China-US Export Slowdown: The United States Market Sneezes
According to Alicia Garcia Herrero, chief Asia-Pacific economist at Natixis SA, “When the US sneezes, emerging markets get a cold, if not pneumonia.” “And China, as we speak, is more and more dependent on markets in the emerging world.” Bloomberg analysed statistics from the International Monetary Fund. They found that 40% of China’s exports went to emerging and developing nations. This is up from 33% in 2017 before the trade conflict with the US.
Rising Chinese industrial exports are another risk, according to BCA Research chief China investment strategist Jing Sima. This currently approaches 30% globally. She said, “This positions China as particularly vulnerable to a global manufacturing slowdown due to the interconnected nature of global trade.”
Additionally, there are other factors contributing to price reductions and overcapacity. These include China’s massive expenditures in manufacturing and weak domestic demand. In such a scenario, demand from outside sources must step in to compensate. As China’s trade surplus hit a record high in June, trading partners may take more measures to defend their markets from Beijing.

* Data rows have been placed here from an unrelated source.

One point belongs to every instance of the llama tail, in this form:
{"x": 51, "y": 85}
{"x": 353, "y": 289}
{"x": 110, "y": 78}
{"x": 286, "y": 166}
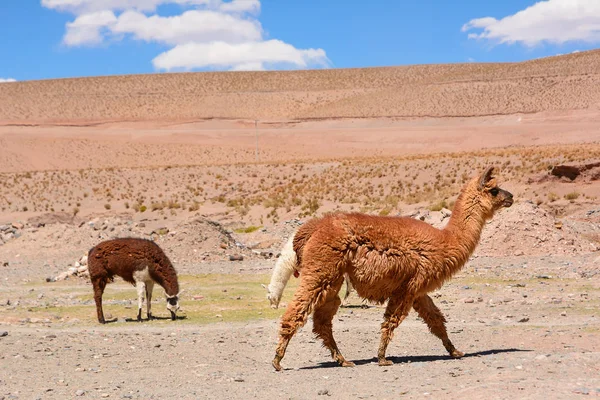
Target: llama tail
{"x": 285, "y": 266}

In view of the threats to foreign demand, Chinese policymakers have been stressing the importance of increasing domestic spending. Last month, the Communist Party, which is in power, promised to prioritise consumer spending. It didn’t provide any financial incentives to boost domestic demand. Yet, the government unveiled a 20-step strategy on Saturday to promote higher spending on services.
Many eyes will be on the market due to the China-US export slowdown. The local currency may receive a lift if the government can increase domestic expenditure. This is because, when demand is greater at home, Chinese exporters transfer a larger portion of their overseas revenues into the local currency. According to Macquarie’s Hu, “If we see better domestic demand, then most likely we’ll see the renminbi strengthen and the China bond yield will also pick up.” TurkishNYRadio is committed to keeping you updated on the latest trends and developments helping investors stay informed.